El Hombre reclinado de Javier Marín transmite el dolor más por la excoriación del barro.
Guillermo Muñoz Vera. "Torturado II", 1988.
Guillermo Muñoz Vera. "Torturado II", 1988. (Especial)

México

Si es el dolor aquello que no se puede negar ni confirmar; si tener dolor es saber de cierto, en tanto que conocerlo de oídas es dudar; si el dolor físico no solo se resiste al lenguaje sino que se empeña en destruirlo; entonces, ¿cómo haremos para comunicar el dolor por medio del lenguaje visual?

Hay respuestas objetivadoras —a mi dolor lo llamo "perro", proclama Nietzsche— y las hay fiadas a la plástica. De una composición abstracta cabe decir que el curvo trazo azul duele menos que el rojo quebrado. El Hombre reclinado de Javier Marín transmite el dolor más por la excoriación del barro; más por las manchas de engobe; más por las suturas de alambre, que por el gesto agónico y la hipérbole de los muñones.

Al lado del relato mítico se eterniza la soledad sumida en el dolor. A los signos de sufrimiento constituidos por el arma y la herida se oponen marcas más íntimas, propias de la patonomía entendida como lectura y clasificación de las pasiones apresadas a su paso por un rostro transido: "como si una linterna mágica arrojase los nervios contra una pantalla".

Mito, arma, herida, plástica y patonomía se conjugan en el cuadro de Jules-Élie Delaunay: contra un infierno rojo se retuerce Ixión, atado a su rueda por la serpiente. Constricción laocoóntica.

Pero más que historia, mito o figura, es El desmembrado de Orozco violencia plástica pura: rojo vendaval de miembros mutilados, empastes sanguinolentos, escurrimientos coagulados: mundo deshecho por el dolor.
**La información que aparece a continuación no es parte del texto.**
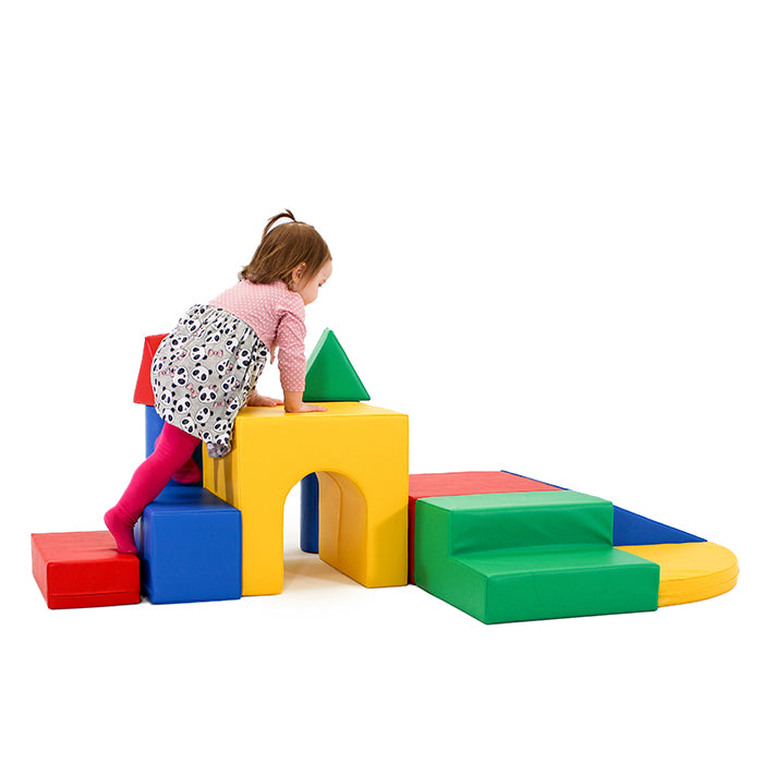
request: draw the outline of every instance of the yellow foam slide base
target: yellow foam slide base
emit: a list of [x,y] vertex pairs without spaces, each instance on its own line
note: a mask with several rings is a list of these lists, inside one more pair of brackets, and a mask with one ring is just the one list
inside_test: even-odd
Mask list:
[[655,546],[619,546],[659,565],[661,607],[712,598],[737,584],[737,557],[715,543],[669,543]]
En una película de Bergman el dolor se va matizando por una sucesión interminable de fondos rojos, nunca iguales.

El gran capo judeocristiano autoriza a su sicario la tortura de Job hasta dejarlo
agonizante. La precisión al óleo de Léon Bonnat concentra todo el suplicio del anciano en las carnes flácidas y los ojos arrasados, en tanto que el tratamiento del mismo tema realizado por Gonzalo Carrasco interesa como alegoría histórica: "sufrid, callad, someteos con cristiana resignación al castigo", arengan nuestros arzobispos ante el liberalismo triunfante.

El torturado de Guillermo Muñoz Vera suscita ambivalencia. ¿Tráfico con sufrimientos bellos, o delicadeza gráfica y corporal, potenciadora de la sevicia? La indeterminación del entorno objetiva la privación sufrida tras la tela blanca: indefensión y aislamiento totales. Ficción de poder del Estado torturador.

El hombre al desnudo. Dimensiones de la masculinidad a partir de 1800. Museo Nacional de Arte. Hasta el 17 de junio.